Born in Bethlehem on 23 January, 1930, the young Juan (Hanna) Michael Canahuati received his elementary education at the De La Salle School in Jerusalem and continued his secondary education at Terra Sancta School, after which he left his town of Bethlehem in 1948 to study business administration in New York. Like many of the Palestinians, Juan joined some of his brothers and immigrated to Mexico. Later, he settled down in San Pedro Sula in Honduras.
His determination and hard work turned the young Canahuati into one of the most powerful and influential businessmen in Honduras, if not in the world. Being renowned as one of Honduras’s visionaries in pushing free trade and opening up Honduras to US investment, his conglomerate Grupo Lovable, which was established in the 1960s, works in textiles, water, and sewage treatment, and owns industrial parks, and an electric plant, is now the second largest employer in Honduras.

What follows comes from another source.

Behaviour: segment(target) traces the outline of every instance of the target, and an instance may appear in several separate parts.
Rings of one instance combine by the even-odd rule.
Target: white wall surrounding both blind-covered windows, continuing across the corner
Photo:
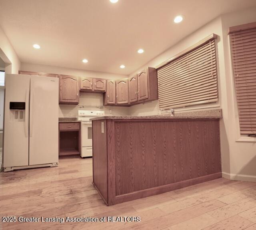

Its contributions have increased the export of textiles so that they now beat out coffee and bananas as the country’s top export.
Juan (Hanna) Canahuati’s insight also led him to become a leader and a pioneer in the fight for the Honduran legislation to provide incentives for US companies to invest in Honduras, and for the legislation in the United States to remove the export duties that hinder competition with Mexico. An insight that made Peter Johnson, a former director of Caribbean Latin American Action, a not-for-profit group based in Washington, DC that lobbies the US Congress to pass Caribbean Basin Initiative legislation, to describe him as a man with a great vision for the future and extensive business knowledge that he gained through his experience in Grupo Lovable.
Despite his commitment to his business and his hard work, Juan never forgot his duty to his Arab identity, and he participated in 1968 with a group of Arabs living in San Pedro Sula in establishing the Centro Social Honduriano-Arabe (the Arab-Honduran Social Centre). Juan has also been the first president of the Arab-Honduran Social Centre, a centre that provides space for the Arab community to meet and socialise.
Upon his arrival to San Pedro Sula, Juan met Erlinda (Tina) Canahuati, with whom he got married in 1954 and had five children-Mario Miguel, Edgardo, Olga Carolina, Jesus Juan, and Juan Diego-who continue to run their father’s business. His son, Mario Miguel, has also been involved in the political circle, and is currently the Honduran Minister of the Exterior. Juan (Hanna) Michael Canahuati passed away in San Pedro Sula on 9 September 2010 at the age of eighty, and left behind him a legacy and a story that reflects the mark that Palestinians have left on the world today.